L'économie néo-aquitaine a repris un peu de couleur en janvier diagnostique le bureau régional de la Banque de France de Nouvelle-Aquitaine. La croissance est bien là, mais elle n'est pas répartie de façon homogène. L'industrie et le bâtiment vont devoir compter avec la remontée des coûts des matières premières La tendance générale reste cependant bien orientée.L'activité économique a repris un peu de poil de la bête en janvier mais reste très dégradée dans certaines filières, indique à grands traits la dernière note de conjoncture du bureau régional de la Banque de France en Nouvelle-Aquitaine, dont Denis Lauretou est le directeur. Le manque de visibilité est assez fréquent dans l'industrie malgré une reprise de la croissance en janvier. La demande repart doucement et les carnets de commandes se regarnissent, mais en partant de très bas.

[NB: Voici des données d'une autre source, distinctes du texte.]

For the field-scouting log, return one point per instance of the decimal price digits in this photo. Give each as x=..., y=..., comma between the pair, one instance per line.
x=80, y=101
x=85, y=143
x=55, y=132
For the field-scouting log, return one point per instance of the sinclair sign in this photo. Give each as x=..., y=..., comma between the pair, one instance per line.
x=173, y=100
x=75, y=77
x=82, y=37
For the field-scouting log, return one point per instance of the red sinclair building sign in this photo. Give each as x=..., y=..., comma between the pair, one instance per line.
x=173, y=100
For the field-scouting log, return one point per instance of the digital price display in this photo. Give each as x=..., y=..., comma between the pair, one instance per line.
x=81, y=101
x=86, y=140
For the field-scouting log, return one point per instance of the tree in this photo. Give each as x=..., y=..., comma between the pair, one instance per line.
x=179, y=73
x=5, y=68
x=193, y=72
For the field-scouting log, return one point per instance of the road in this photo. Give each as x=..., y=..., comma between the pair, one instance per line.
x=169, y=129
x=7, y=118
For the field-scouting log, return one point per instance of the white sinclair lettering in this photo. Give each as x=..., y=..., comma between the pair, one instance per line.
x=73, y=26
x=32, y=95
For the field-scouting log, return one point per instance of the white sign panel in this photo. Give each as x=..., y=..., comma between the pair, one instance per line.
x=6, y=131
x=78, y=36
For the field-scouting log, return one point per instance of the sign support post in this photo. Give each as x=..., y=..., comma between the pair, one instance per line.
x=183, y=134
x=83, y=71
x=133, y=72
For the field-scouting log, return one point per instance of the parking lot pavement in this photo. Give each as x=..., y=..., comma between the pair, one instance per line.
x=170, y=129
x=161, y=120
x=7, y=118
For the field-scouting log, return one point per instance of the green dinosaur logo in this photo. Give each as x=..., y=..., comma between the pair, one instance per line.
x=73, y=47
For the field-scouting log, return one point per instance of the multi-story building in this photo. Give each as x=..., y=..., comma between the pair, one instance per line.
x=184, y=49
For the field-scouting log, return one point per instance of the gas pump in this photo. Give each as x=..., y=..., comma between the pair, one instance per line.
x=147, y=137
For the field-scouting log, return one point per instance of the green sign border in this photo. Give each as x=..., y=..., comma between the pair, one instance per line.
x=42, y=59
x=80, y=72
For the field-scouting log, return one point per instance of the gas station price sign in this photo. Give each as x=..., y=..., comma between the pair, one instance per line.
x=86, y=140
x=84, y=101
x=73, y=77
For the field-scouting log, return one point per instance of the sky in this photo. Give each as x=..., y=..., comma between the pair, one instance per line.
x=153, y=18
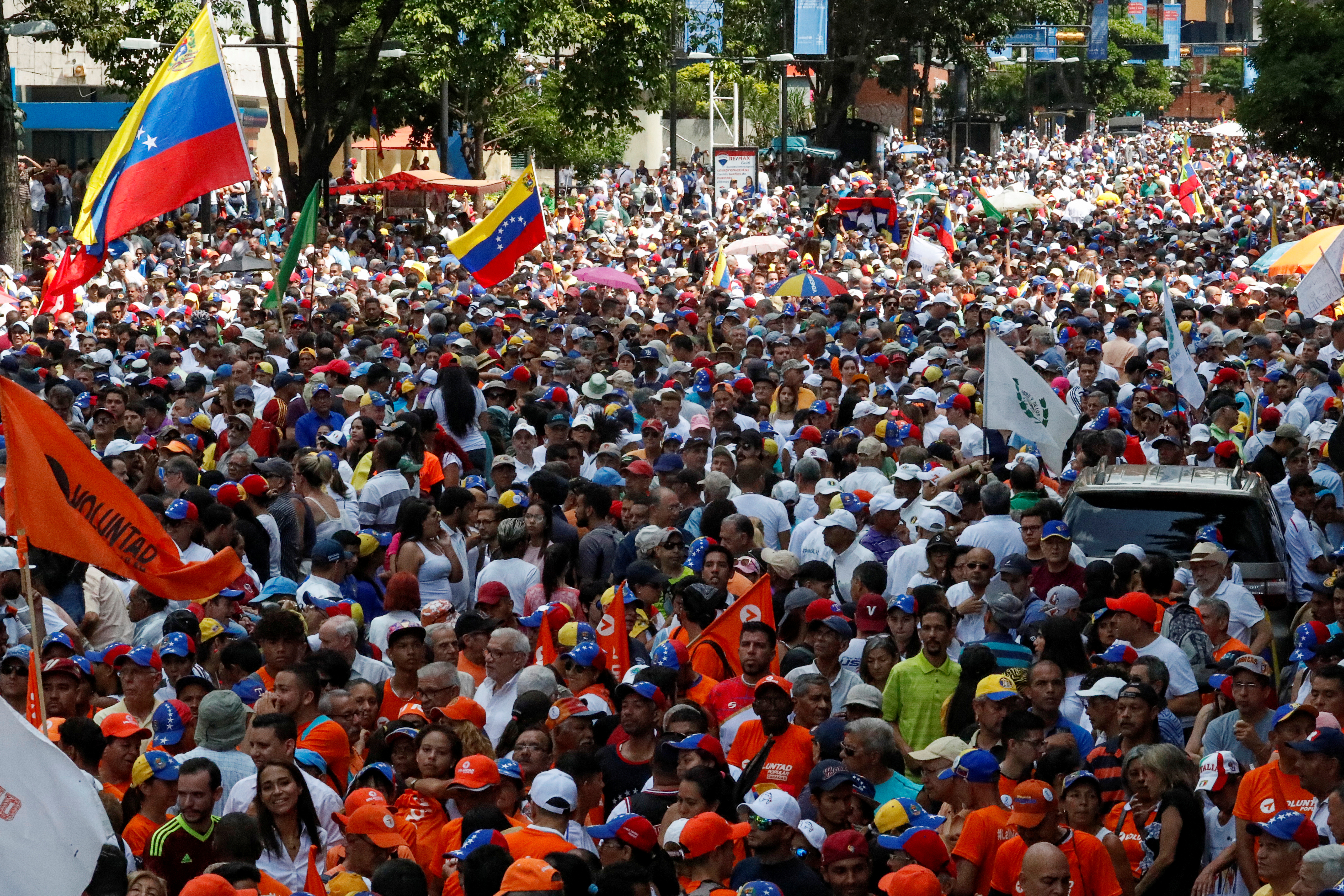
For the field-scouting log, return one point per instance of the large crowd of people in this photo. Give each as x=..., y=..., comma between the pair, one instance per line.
x=440, y=492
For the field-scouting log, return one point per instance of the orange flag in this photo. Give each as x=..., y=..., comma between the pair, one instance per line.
x=34, y=708
x=612, y=636
x=99, y=520
x=756, y=605
x=314, y=882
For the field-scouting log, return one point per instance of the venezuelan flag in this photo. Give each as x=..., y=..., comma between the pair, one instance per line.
x=515, y=228
x=182, y=139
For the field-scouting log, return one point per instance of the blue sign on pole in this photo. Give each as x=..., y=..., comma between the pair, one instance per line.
x=811, y=23
x=1100, y=35
x=705, y=26
x=1171, y=34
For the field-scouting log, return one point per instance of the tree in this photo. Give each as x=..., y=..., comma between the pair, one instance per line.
x=1296, y=97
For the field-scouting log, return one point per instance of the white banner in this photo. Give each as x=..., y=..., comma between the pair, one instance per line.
x=1018, y=399
x=1183, y=366
x=52, y=821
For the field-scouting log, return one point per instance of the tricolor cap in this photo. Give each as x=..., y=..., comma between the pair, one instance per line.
x=975, y=766
x=1215, y=769
x=1031, y=802
x=635, y=831
x=904, y=813
x=1291, y=827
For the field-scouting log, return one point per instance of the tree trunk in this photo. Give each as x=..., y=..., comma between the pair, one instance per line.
x=14, y=203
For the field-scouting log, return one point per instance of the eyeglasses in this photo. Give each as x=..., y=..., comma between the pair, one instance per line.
x=760, y=824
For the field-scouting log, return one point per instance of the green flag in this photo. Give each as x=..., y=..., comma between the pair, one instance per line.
x=304, y=233
x=990, y=210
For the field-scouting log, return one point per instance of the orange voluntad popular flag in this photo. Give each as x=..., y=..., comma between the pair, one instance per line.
x=754, y=606
x=65, y=500
x=612, y=636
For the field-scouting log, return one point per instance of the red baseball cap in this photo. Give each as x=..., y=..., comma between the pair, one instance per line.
x=1135, y=602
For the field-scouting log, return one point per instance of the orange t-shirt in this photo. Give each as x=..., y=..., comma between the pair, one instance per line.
x=1090, y=870
x=1130, y=838
x=138, y=833
x=790, y=762
x=982, y=835
x=535, y=843
x=471, y=668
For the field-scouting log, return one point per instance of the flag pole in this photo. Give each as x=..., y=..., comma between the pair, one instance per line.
x=35, y=622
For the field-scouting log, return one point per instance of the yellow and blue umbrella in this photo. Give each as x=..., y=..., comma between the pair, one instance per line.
x=804, y=285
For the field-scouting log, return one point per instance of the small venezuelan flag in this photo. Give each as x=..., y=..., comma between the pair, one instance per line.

La Banque de France confirme que cette situation est très variable d'un secteur d'activité à l'autre. Bien entendu le manque de visibilité est maximal pour la filière aéronautique civile et spatiale régionale. Mais dans le même temps la plupart des secteurs industriels ont participé à la hausse de production au mois de janvier. La pharmacie et la chimie sont au premier rang des secteurs industriels dont la production augmente. La chimie réussissant à repartir à la hausse malgré la baisse de la demande dans l'aéronautique et l'industrie du sport, souligne la banque centrale.

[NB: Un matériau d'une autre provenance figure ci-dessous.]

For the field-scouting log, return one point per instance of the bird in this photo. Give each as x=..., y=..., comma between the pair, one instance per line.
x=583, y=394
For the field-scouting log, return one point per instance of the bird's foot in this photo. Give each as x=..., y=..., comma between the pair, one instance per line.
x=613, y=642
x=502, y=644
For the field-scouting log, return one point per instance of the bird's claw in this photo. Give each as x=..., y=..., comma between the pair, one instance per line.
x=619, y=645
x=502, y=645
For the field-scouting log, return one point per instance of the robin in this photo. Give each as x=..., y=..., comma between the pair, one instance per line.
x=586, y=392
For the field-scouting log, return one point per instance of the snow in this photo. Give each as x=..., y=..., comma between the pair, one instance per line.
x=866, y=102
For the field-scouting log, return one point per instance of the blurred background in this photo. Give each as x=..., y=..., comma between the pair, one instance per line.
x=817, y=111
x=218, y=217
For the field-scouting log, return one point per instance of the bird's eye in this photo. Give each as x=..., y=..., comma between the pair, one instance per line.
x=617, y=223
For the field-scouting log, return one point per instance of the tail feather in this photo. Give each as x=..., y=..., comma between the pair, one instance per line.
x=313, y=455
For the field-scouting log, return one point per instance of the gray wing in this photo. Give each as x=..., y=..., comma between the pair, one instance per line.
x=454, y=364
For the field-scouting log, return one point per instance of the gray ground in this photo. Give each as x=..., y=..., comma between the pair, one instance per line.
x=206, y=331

L'industrie face à la hausse des matières premières
La filière bois est également bien orientée avec une production nettement en hausse, exception faite de la tonnellerie pour l'exportation. L'aéronautique -nettement marquée par l'importance des commandes militaires, au moins en ex-Aquitaine (Ndlr)- continue son redressement et se rapproche de son niveau d'activité habituel même si, comme le souligne la note de conjoncture, "l'évolution peut encore se révéler très contrastée selon les marchés et le positionnement au sein de la chaine de sous-traitance".
Au contraire le secteur industriel de la fabrication d'équipements électriques-électronique et autres machines tire partie de la demande intérieure des grandes surfaces de bricolage. Dans une région dominante pour la production de palmipèdes à foie gras, la grippe aviaire a frappé de plein fouet les abattoirs et ateliers de transformation et quasi stoppé l'activité dans le secteur de la transformation de viande. Globalement une tendance négative tend s'imposer un peu partout, celle de la hausse du coût des matières premières : qu'il s'agisse de céréales ou d'acier, voire de terres rares : la plupart des secteurs industriels sont concernés.